By 2005 OSCAR’s fame had spread and (with Ann Copestake and Simone Teufel) we won an EPSRC grant (“Sciborg“) to develop natural language processing in chemistry and science (http://www.cl.cam.ac.uk/research/nl/sciborg/www/ ). We partnered with RSC, IUCr and Nature PG all of whom collaborated by making corpora available. By that time we had learnt that the problem of understanding language in general was very difficult indeed. However chemistry has many restricted domains and that gave a spectrum of challenges. Part of SciBorg was, therefore, to develop chemical entity recognition (i.e. recognising chemical names and terms in text).

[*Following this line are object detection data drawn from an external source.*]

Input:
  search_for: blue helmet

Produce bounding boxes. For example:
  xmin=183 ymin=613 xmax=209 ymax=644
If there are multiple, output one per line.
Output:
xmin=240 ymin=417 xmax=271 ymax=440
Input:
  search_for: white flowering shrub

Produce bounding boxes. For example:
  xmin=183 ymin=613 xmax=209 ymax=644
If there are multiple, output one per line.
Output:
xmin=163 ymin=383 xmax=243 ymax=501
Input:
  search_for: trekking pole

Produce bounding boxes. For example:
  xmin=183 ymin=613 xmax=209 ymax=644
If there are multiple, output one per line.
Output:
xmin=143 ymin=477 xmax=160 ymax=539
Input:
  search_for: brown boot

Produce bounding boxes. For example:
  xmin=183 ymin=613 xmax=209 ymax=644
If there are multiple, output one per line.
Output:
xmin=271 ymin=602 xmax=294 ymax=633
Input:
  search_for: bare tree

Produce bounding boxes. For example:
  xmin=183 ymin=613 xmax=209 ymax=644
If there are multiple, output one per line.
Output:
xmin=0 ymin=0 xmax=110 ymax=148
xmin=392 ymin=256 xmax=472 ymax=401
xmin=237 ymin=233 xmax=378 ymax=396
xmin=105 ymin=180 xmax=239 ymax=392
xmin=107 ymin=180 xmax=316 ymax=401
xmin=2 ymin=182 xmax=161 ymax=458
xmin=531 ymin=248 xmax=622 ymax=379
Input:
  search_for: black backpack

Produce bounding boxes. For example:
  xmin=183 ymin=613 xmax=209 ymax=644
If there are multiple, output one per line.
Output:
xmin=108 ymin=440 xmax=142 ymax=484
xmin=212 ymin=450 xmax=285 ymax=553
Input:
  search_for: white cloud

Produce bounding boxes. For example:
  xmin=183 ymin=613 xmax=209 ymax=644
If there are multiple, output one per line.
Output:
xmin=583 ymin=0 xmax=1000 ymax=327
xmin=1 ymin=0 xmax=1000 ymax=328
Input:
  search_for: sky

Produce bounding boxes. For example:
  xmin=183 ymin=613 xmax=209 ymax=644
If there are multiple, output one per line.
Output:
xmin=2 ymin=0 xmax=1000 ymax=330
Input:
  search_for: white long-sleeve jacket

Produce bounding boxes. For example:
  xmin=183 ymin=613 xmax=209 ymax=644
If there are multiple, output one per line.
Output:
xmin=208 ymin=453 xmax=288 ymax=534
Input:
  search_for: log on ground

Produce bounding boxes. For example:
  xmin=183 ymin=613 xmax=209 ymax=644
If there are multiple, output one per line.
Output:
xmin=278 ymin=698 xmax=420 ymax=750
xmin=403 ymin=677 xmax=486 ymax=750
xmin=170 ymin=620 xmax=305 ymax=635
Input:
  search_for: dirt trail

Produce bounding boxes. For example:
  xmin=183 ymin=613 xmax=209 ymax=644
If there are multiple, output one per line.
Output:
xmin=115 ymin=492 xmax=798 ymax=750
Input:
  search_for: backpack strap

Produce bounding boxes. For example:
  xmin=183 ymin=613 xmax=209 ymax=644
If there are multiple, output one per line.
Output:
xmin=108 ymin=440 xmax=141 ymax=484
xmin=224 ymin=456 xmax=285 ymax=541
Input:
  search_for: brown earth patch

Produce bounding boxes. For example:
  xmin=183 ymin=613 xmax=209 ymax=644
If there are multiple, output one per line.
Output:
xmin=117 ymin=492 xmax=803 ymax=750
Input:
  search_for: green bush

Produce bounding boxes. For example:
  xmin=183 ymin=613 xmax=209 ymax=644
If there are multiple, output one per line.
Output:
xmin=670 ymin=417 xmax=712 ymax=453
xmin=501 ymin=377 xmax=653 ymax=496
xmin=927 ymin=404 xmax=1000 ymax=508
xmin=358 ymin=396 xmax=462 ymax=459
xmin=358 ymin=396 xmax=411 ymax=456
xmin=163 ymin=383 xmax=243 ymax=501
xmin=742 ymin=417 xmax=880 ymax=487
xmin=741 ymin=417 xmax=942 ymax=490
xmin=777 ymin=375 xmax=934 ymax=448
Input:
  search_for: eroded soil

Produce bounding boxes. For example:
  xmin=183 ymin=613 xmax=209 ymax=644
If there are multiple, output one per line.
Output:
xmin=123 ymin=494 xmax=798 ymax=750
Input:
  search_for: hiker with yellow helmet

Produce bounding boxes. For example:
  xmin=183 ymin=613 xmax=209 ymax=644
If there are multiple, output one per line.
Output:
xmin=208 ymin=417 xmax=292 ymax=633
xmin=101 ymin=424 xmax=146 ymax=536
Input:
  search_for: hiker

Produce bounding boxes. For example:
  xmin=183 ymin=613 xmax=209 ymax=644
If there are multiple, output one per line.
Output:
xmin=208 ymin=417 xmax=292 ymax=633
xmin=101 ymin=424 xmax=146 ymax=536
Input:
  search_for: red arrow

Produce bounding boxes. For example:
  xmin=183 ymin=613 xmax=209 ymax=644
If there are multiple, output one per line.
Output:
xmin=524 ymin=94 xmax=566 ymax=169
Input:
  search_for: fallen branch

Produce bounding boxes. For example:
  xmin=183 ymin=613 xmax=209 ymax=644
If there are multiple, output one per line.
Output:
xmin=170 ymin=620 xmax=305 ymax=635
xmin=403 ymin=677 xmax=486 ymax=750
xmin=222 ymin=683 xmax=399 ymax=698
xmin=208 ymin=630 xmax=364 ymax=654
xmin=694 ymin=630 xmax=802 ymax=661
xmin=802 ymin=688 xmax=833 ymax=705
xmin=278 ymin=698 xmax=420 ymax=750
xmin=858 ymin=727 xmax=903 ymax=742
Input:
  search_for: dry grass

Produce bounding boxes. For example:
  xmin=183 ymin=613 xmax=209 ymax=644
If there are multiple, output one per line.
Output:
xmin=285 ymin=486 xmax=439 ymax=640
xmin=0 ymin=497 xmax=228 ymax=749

Simple lookup only solves part of this as (a) there are many names for the same compound (b) hypothetical or recently discovered/synthesised compounds are not in dictionaries. This work was largely carried out by Peter Corbett (with help from the RSC) and the tool became known as OSCAR3.

Entity recognition is not an exact science and several methods need to be combined: lookup, lexical form (does the word look “chemical”), name2Structure (can we translate the name to a chemical?), context (does it make sense in the sentence?) and machine learning (training OSCAR with documents which have been annotated by humans). There are many combinations and Peter used those which were most relevant in 2005. OSCAR rapidly became known as a high-quality tool.

This required large amounts of careful, tedious work. A corpus had to be selected and then annotated by humans. Strict guidelines were prepared; here’s an example from Peter Corbett and Colin Batchelor (RSC). What is a compound? There are some 30 pages like this.

.

The humans agreed at about 90% precision/recall, setting the limit for machine annotation (OSCAR is about 85%). OSCAR can do more than just chemical compounds and here is a typical result:

 

In 2008 Daniel Lowe took up the name2Structure challenge and has developed OPSIN to be the world’s most accurate name2structure translator, with a wide range of vocabularies. OPSIN was bundled as part of OSCAR3 which also acquired many other features (web server, chemical search, annotation, etc.). We were joined by Lezan Hawizy who initiated Unilever-funded work on extracting polymer innformation from the literature. Joe Townsend worked on the JISC SPECTRaT project looking at extracting information from theses. In 2009 we won a JISC grant (Cheta) to see whether humans or machines were better at marking upn chemistry in text and work proceeded jointly at Cambridge (Lezan Hawizy) and the National Centre for Text Mining (NaCTeM, Manchester).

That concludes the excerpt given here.